Wednesday, December 31, 2008
In like a Lion...
Last night, I was riding home from Denham Springs with one of the clearest night sky's I have seen since Katrina. Seeing that many stars in the sky reminds me of the immensity of the universe and how insignificant I am by comparison. I know that the coming year holds challenges similar to that of the last year. I can only hope that I am more prepared to deal with those challenges. I have child support court on my birthday of all things... then Kahuna has carpal tunnel surgery the day after... I have to have a tumor removed from my ovary later in January... yes, another surgery... and with some luck, I get to go back to work...
With this the last day of the year, I have already started my physical therapy, so I have already put my best foot forward. I am talking the PT with the actual Therapist... who said that I was in incredible shape for recovering from surgery. ( I guess my personal PT program has been doing the trick.) So, go YMCA!
Now, I have to go do some house work... Merry 12th Night!
Monday, December 22, 2008
Finally given freedom...
Charles perked up enough that the doctors decided to lock his IV and give him freedom after he chowed down on an Oreo and a chicken nugget and lets not forget the ice cream. He perked up so much that he began attempting to scale the rails of his bed. We managed to convince the doctors that it would be easier to contain him at home than in the hospital bed. They reluctantly agreed, and released us late tonight which almost never happens... You can only imagine the impression that my child left on the doctors...
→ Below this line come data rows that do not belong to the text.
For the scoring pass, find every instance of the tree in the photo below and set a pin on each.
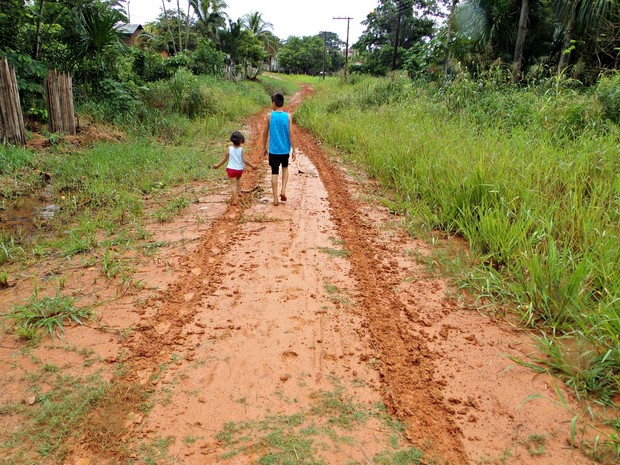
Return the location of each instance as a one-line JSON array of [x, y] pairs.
[[520, 41], [393, 27], [261, 29], [211, 18], [303, 55], [334, 47], [254, 22], [241, 45], [585, 19]]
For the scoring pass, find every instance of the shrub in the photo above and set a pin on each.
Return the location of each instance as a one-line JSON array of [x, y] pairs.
[[608, 93], [207, 60]]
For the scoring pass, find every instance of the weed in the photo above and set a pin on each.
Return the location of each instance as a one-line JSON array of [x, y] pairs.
[[57, 415], [155, 451], [166, 213], [528, 179], [300, 438], [535, 444], [4, 279], [334, 252], [411, 456], [46, 313]]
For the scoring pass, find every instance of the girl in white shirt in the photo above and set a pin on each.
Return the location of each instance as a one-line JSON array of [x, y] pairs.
[[236, 163]]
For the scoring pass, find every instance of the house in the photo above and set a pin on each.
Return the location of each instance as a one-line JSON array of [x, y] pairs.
[[129, 32]]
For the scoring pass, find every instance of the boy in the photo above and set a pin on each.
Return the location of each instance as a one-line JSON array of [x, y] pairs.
[[278, 131]]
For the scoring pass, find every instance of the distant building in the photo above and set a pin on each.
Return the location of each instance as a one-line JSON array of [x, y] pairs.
[[129, 32]]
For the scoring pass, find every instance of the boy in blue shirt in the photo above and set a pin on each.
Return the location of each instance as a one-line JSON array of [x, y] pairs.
[[278, 131]]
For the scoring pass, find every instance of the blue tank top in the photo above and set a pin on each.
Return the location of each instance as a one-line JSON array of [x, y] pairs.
[[279, 136]]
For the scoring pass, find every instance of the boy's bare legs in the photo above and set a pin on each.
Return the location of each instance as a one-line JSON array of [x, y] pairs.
[[284, 182], [274, 187]]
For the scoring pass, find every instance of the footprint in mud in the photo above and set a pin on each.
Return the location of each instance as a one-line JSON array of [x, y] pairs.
[[289, 356]]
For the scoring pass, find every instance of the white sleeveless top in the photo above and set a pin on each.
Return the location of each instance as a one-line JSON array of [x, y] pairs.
[[235, 160]]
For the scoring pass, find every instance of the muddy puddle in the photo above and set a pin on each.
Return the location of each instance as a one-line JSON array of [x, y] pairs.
[[25, 216]]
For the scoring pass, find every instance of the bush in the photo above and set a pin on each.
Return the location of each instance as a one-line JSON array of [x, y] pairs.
[[207, 60], [608, 93], [149, 66], [182, 94]]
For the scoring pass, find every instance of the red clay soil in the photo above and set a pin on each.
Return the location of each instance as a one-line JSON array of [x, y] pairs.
[[260, 308]]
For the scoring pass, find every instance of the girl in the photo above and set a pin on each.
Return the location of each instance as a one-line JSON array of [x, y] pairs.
[[236, 162]]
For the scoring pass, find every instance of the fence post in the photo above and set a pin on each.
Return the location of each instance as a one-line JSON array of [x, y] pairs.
[[12, 128], [59, 102]]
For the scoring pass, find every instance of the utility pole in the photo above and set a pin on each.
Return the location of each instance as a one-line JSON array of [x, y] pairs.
[[324, 53], [346, 53], [399, 6]]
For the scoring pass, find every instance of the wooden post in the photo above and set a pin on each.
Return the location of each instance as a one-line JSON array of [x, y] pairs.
[[59, 101], [12, 128]]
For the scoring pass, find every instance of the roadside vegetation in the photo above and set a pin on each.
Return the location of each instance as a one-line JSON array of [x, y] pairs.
[[529, 177], [508, 140]]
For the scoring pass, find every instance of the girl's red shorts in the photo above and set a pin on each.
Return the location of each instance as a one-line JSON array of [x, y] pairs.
[[232, 174]]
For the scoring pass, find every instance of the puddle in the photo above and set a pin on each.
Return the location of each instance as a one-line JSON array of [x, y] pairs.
[[26, 215]]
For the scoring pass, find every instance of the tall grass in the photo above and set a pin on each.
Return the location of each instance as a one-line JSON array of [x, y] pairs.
[[171, 132], [531, 178]]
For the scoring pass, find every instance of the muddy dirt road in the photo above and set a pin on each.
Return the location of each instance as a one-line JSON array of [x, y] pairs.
[[277, 334]]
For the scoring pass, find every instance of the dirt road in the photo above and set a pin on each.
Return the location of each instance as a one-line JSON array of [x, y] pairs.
[[281, 332]]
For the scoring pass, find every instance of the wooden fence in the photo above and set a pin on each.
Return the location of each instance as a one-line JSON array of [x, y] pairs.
[[12, 128], [59, 101]]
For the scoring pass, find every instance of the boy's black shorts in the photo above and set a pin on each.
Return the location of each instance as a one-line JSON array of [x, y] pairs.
[[276, 160]]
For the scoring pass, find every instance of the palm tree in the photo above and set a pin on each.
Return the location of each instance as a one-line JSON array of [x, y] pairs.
[[489, 23], [254, 22], [578, 17], [211, 17], [520, 42], [263, 31]]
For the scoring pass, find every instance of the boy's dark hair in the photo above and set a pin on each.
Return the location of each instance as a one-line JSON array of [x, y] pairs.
[[237, 138], [278, 99]]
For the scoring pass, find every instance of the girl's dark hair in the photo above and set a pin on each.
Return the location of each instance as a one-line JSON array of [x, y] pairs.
[[278, 99], [237, 138]]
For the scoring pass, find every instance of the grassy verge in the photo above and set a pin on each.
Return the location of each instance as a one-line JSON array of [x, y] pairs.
[[100, 190], [54, 414], [530, 179]]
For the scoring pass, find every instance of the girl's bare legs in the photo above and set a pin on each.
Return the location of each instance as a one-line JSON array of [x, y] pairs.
[[233, 190]]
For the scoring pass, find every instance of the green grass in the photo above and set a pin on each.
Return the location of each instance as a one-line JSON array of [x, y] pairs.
[[47, 314], [530, 178], [57, 415], [104, 190], [299, 438]]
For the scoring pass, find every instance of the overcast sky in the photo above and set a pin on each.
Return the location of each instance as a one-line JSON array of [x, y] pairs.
[[289, 17]]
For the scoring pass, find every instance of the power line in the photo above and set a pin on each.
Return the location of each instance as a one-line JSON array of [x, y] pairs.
[[346, 53]]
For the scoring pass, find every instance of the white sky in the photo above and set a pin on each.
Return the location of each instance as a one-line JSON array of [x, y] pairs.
[[289, 17]]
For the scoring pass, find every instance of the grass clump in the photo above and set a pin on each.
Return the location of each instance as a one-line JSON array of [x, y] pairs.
[[300, 438], [138, 159], [529, 177], [58, 414], [47, 314]]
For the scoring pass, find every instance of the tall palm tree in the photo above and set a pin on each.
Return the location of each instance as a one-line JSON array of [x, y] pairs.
[[489, 23], [211, 17], [579, 17], [254, 22], [520, 42]]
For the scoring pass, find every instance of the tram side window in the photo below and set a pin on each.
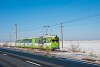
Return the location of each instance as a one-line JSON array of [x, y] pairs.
[[55, 40]]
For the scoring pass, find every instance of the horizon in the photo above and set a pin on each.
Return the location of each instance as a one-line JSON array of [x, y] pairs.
[[32, 15]]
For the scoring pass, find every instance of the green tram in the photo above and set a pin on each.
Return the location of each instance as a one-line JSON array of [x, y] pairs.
[[43, 42]]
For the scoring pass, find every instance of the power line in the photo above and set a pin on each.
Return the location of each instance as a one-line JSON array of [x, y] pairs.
[[83, 18]]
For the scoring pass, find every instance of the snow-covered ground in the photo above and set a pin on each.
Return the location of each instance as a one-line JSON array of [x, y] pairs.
[[87, 46]]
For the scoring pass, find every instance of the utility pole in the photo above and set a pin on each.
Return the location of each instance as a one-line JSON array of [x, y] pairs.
[[10, 40], [62, 35], [46, 29], [16, 33]]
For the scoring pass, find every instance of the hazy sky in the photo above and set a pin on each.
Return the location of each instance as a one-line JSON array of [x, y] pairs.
[[32, 14]]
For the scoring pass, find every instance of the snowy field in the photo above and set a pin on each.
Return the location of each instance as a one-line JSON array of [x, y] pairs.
[[87, 46]]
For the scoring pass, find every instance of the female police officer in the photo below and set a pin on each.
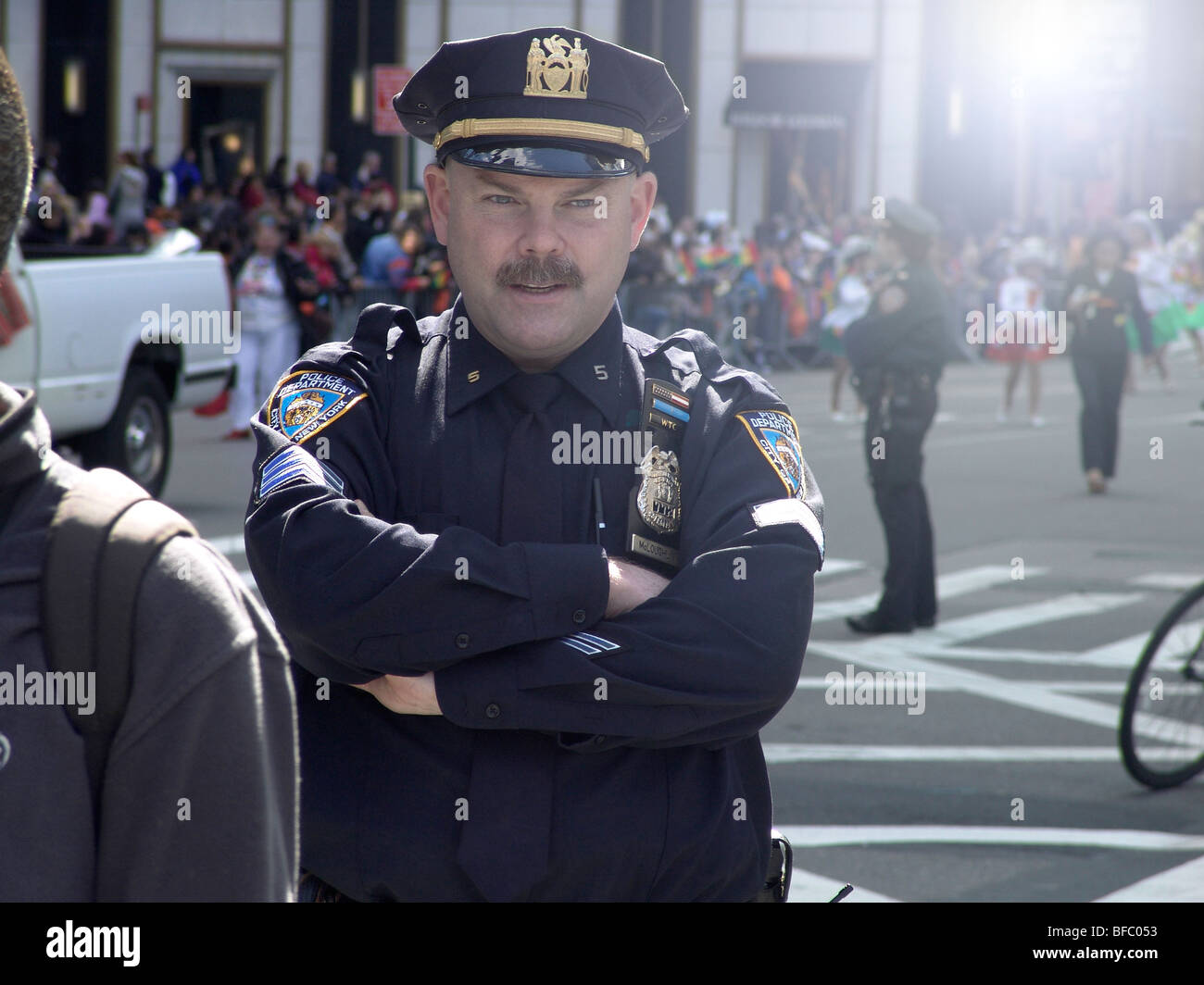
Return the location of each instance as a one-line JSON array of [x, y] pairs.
[[566, 663], [897, 351]]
Look what Santa Left While I was Napping...
Sunday, December 21, 2008
My Poor Sick Baby...
Ok... it turns out that after a trip to the dreded Chuck E. Cheese... Punt hat to fish a token out of Charles' mouth... and that is what may have caused the dreaded stomach virus that dehydrated my son to the point of hospitilalization with IV fluids and Barium x-rays for two days... I will never condone any child going to that establishment EVER... cause I have never heard of any place being hired to CLEAN that place... It is a bacteria factory... yuk!
Saturday, December 20, 2008
Holy Crap... Hasn't he done enough dammage...
Bush... The Shoes should have fucking hit you in the mouth and you should have fucking choked on them... Leave the country in a salvageable condition... you have done enough damage already...
Mother Night of Yule
If you dare click the link above... be prepared... there is a link that will insult most christians...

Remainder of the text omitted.